ICHOR: A Robust Representation Learning Approach for ASL CBF Maps with Self-Supervised Masked Autoencoders
- URL: http://arxiv.org/abs/2603.05247v1
- Date: Thu, 05 Mar 2026 15:01:11 GMT
- Title: ICHOR: A Robust Representation Learning Approach for ASL CBF Maps with Self-Supervised Masked Autoencoders
- Authors: Xavier Beltran-Urbano, Yiran Li, Xinglin Zeng, Katie R. Jobson, Manuel Taso, Christopher A. Brown, David A. Wolk, Corey T. McMillan, Ilya M. Nashrallah, Paul A. Yushkevich, Ze Wang, John A. Detre, Sudipto Dolui,
- Abstract summary: Arterial spin labeling (ASL) perfusion MRI allows direct quantification of regional cerebral blood flow.<n>ICHOR is a self supervised pre-training approach for ASL CBF maps that learns transferable representations using 3D masked autoencoders.<n>We curated one of the largest ASL datasets to date, comprising 11,405 ASL CBF scans from 14 studies spanning multiple sites and acquisition protocols.
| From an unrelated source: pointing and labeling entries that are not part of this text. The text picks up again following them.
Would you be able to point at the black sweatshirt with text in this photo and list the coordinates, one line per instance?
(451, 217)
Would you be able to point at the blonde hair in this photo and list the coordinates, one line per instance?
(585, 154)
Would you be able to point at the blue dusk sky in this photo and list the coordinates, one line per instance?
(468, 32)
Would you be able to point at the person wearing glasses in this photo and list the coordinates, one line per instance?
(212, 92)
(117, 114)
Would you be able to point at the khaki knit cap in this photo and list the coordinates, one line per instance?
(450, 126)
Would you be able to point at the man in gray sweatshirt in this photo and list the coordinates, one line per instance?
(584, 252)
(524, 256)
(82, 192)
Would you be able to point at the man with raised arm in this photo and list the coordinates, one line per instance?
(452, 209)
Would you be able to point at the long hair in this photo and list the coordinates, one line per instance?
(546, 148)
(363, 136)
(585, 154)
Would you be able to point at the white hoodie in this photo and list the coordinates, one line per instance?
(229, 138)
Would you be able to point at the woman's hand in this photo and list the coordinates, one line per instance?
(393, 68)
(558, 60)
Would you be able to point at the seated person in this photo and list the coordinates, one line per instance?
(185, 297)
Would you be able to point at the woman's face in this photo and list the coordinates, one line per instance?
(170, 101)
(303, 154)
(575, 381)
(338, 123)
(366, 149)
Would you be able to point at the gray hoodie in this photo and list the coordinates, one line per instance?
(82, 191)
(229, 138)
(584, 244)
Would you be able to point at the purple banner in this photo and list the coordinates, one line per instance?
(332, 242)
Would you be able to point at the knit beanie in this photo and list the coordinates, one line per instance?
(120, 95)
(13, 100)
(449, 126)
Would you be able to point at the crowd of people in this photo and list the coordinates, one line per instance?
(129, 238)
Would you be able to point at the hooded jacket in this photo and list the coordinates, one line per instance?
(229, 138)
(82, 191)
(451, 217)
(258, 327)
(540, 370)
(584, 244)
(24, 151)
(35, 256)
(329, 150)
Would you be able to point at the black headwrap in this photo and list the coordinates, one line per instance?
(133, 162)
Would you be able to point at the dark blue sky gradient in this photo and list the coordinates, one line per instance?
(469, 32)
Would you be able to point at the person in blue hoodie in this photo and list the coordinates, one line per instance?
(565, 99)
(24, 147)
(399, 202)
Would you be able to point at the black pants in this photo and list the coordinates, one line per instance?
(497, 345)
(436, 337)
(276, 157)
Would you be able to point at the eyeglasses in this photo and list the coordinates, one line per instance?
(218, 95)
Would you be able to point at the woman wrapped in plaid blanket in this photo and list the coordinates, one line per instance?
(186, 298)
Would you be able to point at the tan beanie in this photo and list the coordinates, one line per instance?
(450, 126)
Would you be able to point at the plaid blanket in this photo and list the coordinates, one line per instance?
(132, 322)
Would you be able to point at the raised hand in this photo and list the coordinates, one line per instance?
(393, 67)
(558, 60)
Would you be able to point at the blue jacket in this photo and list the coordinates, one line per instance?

- Score: 2.7089571884047783
- License: http://creativecommons.org/licenses/by/4.0/
- Abstract: Arterial spin labeling (ASL) perfusion MRI allows direct quantification of regional cerebral blood flow (CBF) without exogenous contrast, enabling noninvasive measurements that can be repeated without constraints imposed by contrast injection. ASL is increasingly acquired in research studies and clinical MRI protocols. Building on successes in structural imaging, recent efforts have implemented deep learning based methods to improve image quality, enable automated quality control, and derive robust quantitative and predictive biomarkers with ASL derived CBF. However, progress has been limited by variable image quality, substantial inter-site, vendor and protocol differences, and limited availability of labeled datasets needed to train models that generalize across cohorts. To address these challenges, we introduce ICHOR, a self supervised pre-training approach for ASL CBF maps that learns transferable representations using 3D masked autoencoders. ICHOR is pretrained via masked image modeling using a Vision Transformer backbone and can be used as a general-purpose encoder for downstream ASL tasks. For pre-training, we curated one of the largest ASL datasets to date, comprising 11,405 ASL CBF scans from 14 studies spanning multiple sites and acquisition protocols. We evaluated the pre-trained ICHOR encoder on three downstream diagnostic classification tasks and one ASL CBF map quality prediction regression task. Across all evaluations, ICHOR outperformed existing neuroimaging self-supervised pre-training methods adapted to ASL. Pre-trained weights and code will be made publicly available.